EUR-Lex Access to European Union law

Back to EUR-Lex homepage

This document is an excerpt from the EUR-Lex website

Document 12016E267

Geconsolideerde versie van het Verdrag betreffende de werking van de Europese Unie
ZESDE DEEL - INSTITUTIONELE EN FINANCIËLE BEPALINGEN
TITEL I - BEPALINGEN INZAKE DE INSTELLINGEN
HOOFDSTUK 1 - DE INSTELLINGEN
VIJFDE AFDELING - HET HOF VAN JUSTITIE VAN DE EUROPESE UNIE
Artikel 267 (oud artikel 234 VEG)

PB C 202 van 7.6.2016, p. 164–164 (BG, ES, CS, DA, DE, ET, EL, EN, FR, GA, HR, IT, LV, LT, HU, MT, NL, PL, PT, RO, SK, SL, FI, SV)

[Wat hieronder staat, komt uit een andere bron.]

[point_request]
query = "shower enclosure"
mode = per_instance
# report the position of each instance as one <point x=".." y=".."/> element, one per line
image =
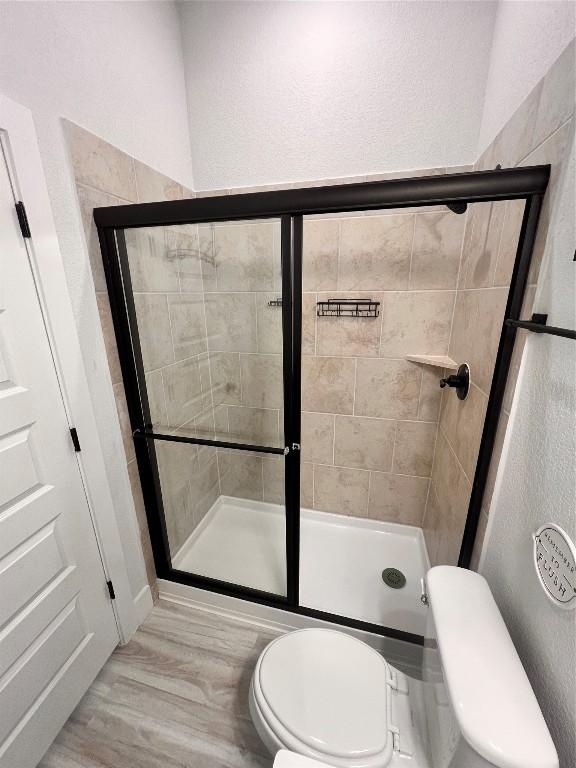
<point x="281" y="355"/>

Legal status of the document In force

ELI: http://data.europa.eu/eli/treaty/tfeu_2016/art_267/oj

7.6.2016   

NL

Publicatieblad van de Europese Unie

C 202/164


Artikel 267

(oud artikel 234 VEG)

Het Hof van Justitie van de Europese Unie is bevoegd, bij wijze van prejudiciële beslissing, een uitspraak te doen

a)

over de uitlegging van de Verdragen,

b)

over de geldigheid en de uitlegging van de handelingen van de instellingen, de organen of de instanties van de Unie.

Indien een vraag te dien aanzien wordt opgeworpen voor een rechterlijke instantie van een der lidstaten, kan deze instantie, indien zij een beslissing op dit punt noodzakelijk acht voor het wijzen van haar vonnis, het Hof verzoeken over deze vraag een uitspraak te doen.

Indien een vraag te dien aanzien wordt opgeworpen in een zaak aanhangig bij een nationale rechterlijke instantie waarvan de beslissingen volgens het nationale recht niet vatbaar zijn voor hoger beroep, is deze instantie gehouden zich tot het Hof te wenden.

Indien een dergelijke vraag wordt opgeworpen in een bij een nationale rechterlijke instantie aanhangige zaak betreffende een gedetineerde persoon, doet het Hof zo spoedig mogelijk uitspraak.